A Quinta Turma do Tribunal Superior do Trabalho condenou a Souza Cruz S.A. ao pagamento de R$ 35 mil de indenização por danos morais a um ex-empregado vítima de assaltos durante o transporte de cargas. A Turma aplicou o entendimento prevalecente no TST no sentido de que o transporte de mercadorias visadas, como os cigarros, constitui atividade de risco, acarretando a responsabilidade objetiva do empregador.

O motorista foi vítima de dois assaltos em menos de três meses. Na reclamação trabalhista ele conta que em um deles, além de permanecer refém dos bandidos, foi trancado no baú da camionete com a qual trabalhava, sendo libertado somente após a chegada da polícia. Para o trabalhador, houve negligência e imprudência da Souza Cruz, que deveria garantir a segurança de sua frota, visto que lida com transporte e armazenamento de bens que a tornam alvo de roubo.

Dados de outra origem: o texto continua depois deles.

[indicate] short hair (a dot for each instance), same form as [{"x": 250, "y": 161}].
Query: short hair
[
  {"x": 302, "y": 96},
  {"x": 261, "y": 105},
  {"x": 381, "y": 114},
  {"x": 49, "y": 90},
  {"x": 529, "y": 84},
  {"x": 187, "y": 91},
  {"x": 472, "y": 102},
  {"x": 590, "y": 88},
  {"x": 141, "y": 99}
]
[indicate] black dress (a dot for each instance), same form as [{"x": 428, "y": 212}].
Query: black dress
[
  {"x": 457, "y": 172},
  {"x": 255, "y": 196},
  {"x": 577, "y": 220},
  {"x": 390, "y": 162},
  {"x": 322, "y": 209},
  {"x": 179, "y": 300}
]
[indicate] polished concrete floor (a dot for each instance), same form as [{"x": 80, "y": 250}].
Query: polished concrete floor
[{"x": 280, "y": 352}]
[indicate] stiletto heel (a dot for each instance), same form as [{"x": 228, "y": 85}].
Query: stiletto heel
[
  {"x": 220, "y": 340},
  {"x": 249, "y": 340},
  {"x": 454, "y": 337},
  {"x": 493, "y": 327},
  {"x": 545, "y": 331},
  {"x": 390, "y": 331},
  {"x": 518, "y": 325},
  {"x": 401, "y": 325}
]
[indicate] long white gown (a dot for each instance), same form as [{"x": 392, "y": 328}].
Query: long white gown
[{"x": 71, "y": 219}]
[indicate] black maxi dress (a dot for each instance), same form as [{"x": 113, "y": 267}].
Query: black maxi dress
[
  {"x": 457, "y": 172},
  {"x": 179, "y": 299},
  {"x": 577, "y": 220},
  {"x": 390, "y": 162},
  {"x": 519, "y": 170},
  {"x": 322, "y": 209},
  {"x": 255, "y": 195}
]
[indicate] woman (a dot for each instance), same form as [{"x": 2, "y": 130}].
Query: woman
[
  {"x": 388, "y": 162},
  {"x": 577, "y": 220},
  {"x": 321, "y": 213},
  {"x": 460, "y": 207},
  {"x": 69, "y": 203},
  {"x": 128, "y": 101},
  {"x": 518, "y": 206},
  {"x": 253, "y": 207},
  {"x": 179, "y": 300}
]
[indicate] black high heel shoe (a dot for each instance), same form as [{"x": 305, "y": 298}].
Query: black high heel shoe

A Souza Cruz afirmou que faz um grande investimento em sistemas de segurança e promove todas as medidas que estão ao seu alcance, com foco na prevenção e no treinamento de seus empregados. Em sua defesa, a empresa sustentou que a pretensão do empregado deveria ter sido dirigida ao Poder Público, que detém o dever constitucional de ofertar segurança pública Continua. Fonte: TST.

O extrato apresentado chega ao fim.